Debt Crisis: Central banks flood money markets with dollars

European Central Bank President Jean-Claude Trichet. Photo: Reuters
European Central Bank President Jean-Claude Trichet. Photo: Reuters
European Union Economic and Monetary Affairs Commissioner Olli Rehn. Photo: Getty Images

Independent.ie reporters

The world's central banks have decided on an action plan to help European banks by flooding the market with dollars.

The move boosted the euro and stock markets also gained on the move.



Many European banks have run into difficulties trying to borrow dollars to run their greenback based activities because US funds are refusing to lend to them on fears of the euro debt crisis.



The move was announced by the European Central Bank (ECB) today.



"The governing council of the European Central Bank has decided, in coordination with the Federal Reserve, the Bank of England, the Bank of Japan and the Swiss National Bank, to conduct three US dollar liquidity-providing operations with a maturity of approximately three months covering the end of the year," the ECB said in a statement.



''These operations will be conducted in addition to the ongoing weekly seven-day operations announced in May 2010.



The announcement drove European bank shares higher while stock markets also gained.



Both Germany’s DAX and the French CAC were up over 2pc on the news.



Investors are banking on a solution to the euro debt crisis.



Meanwhile, the outlook for the European economy has deteriorated, European Union Economic and Monetary Affairs Commissioner Olli Rehn warned earlier.



As a result, the Commission has downgrade its growth forecasts for the EU to 1.7pc in 2011 while the eurozone figure remains unchanged at 1.6pc.



“This is largely owed to stronger-than-expected growth in the first quarter,” he said.



“However, the quarterly growth profile for the second half has been revised down considerably.”



Growth projections for the EU are now at 0.2pc in both the third and fourth quarter, 0.2pc in the third and 0.1pc in the fourth quarter for the eurozone, respectively.



As Greece teeters on a knife edge and fears are ongoing for other bigger economies like Italy and Spain, Mr Rehn said that risks of inflation are low meaning the European Central Bank is likely to keep interest rates low.
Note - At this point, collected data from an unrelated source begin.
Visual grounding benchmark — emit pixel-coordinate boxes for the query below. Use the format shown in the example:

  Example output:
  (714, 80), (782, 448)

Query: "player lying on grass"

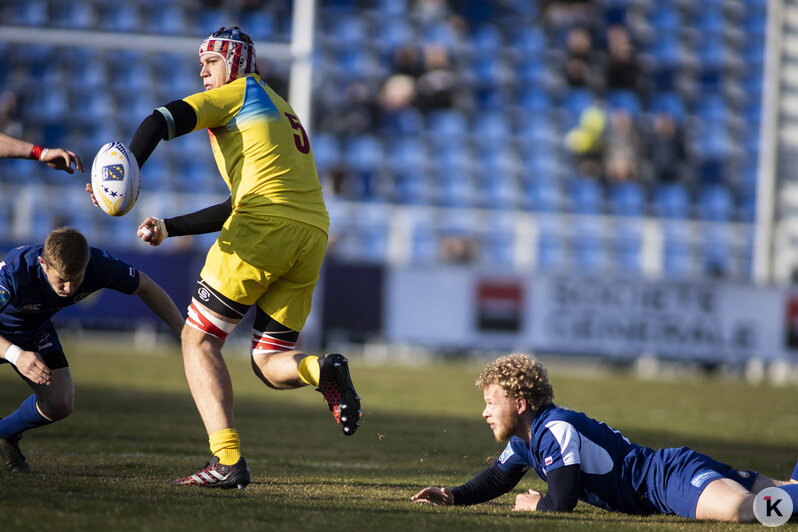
(0, 132), (83, 174)
(0, 227), (184, 473)
(411, 353), (798, 522)
(87, 26), (361, 489)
But growth risks still about in Europe, he added.



“Some of the downside risks considered in the Spring forecast have now materialised,” he said.
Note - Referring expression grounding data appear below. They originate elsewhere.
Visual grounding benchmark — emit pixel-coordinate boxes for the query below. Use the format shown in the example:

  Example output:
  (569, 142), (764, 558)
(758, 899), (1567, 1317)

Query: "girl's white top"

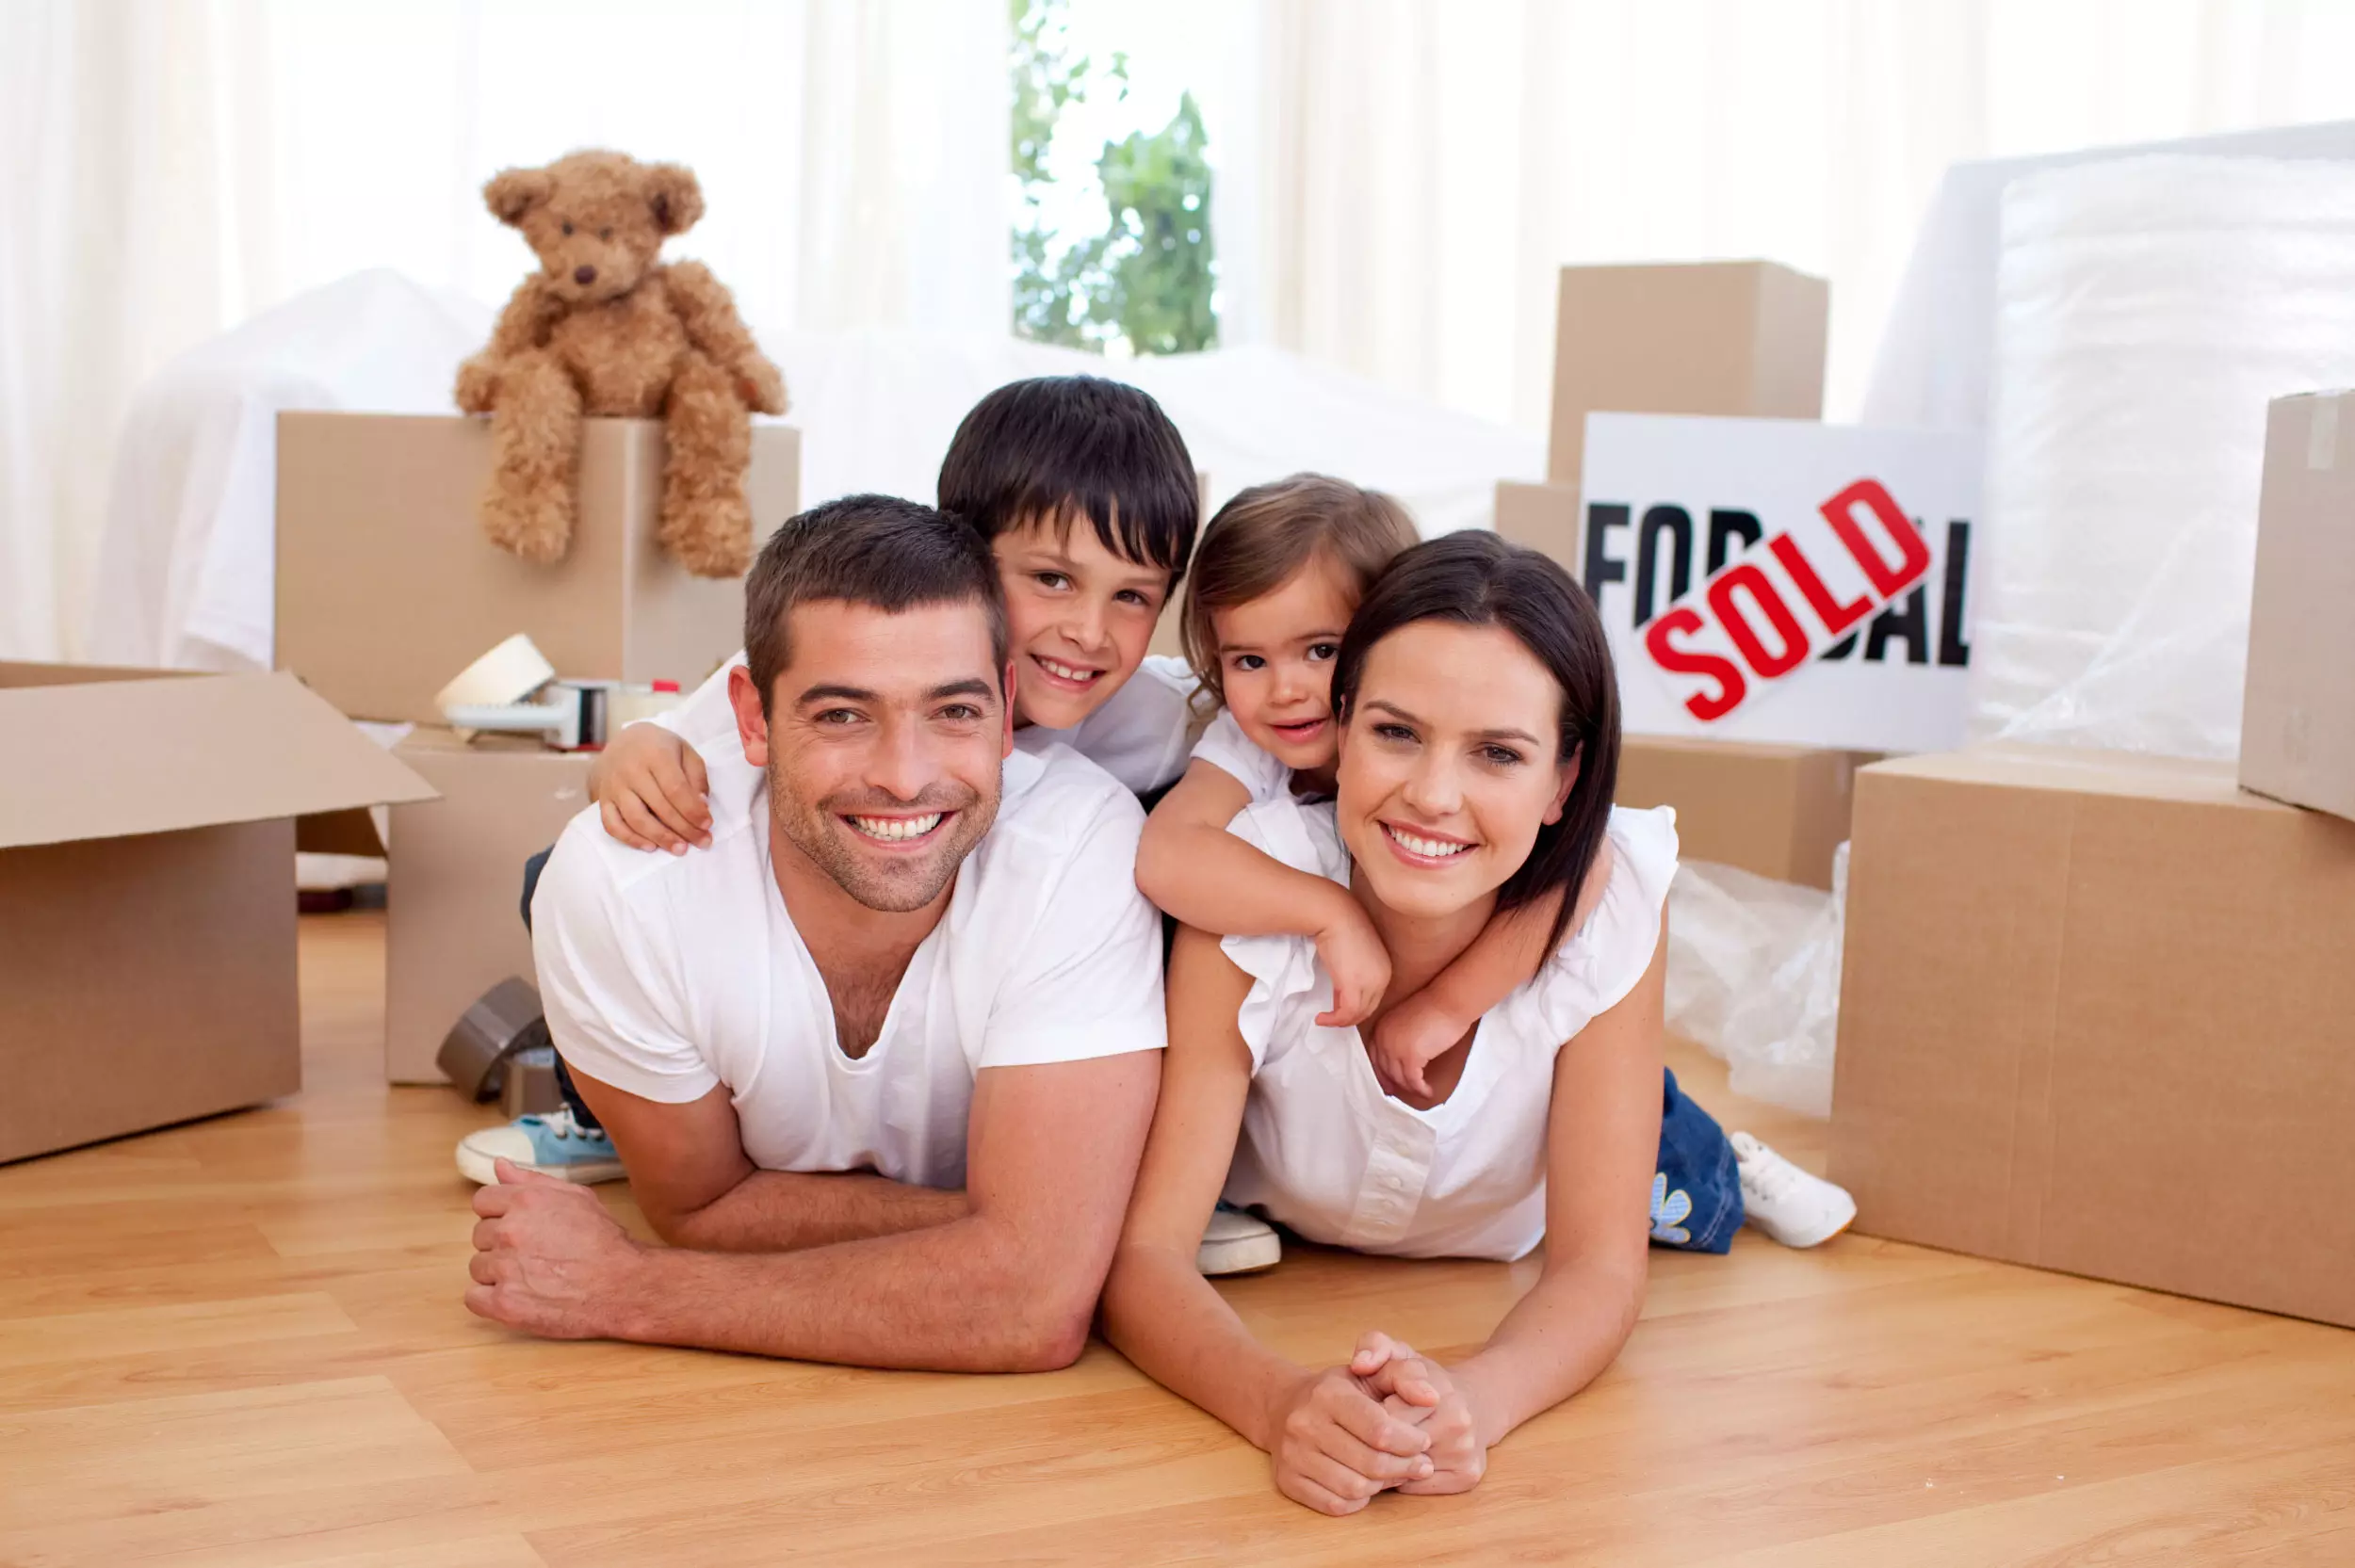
(661, 650), (1199, 796)
(1190, 709), (1293, 803)
(1216, 797), (1679, 1261)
“In particular, the global economy has slowed down, and hopes that the sovereign debt crisis would gradually dissipate have been disappointed.”



Eurozone leaders meet in Poland today at a gathering that will be attended by US



European stock markets gained today after assurance from Germany and France that Greece will remain in the eurozone despite ongoing fears that it could default on its debts.



Eurozone finance leaders meet in Poland today at a meeting which will also be attended by US treasury secretary Timothy Geithner.



In a bid to calm markets, French and German leaders last night said the rescue programme outlined in its bailout for Greece was “indispensable” for the country’s economic recovery.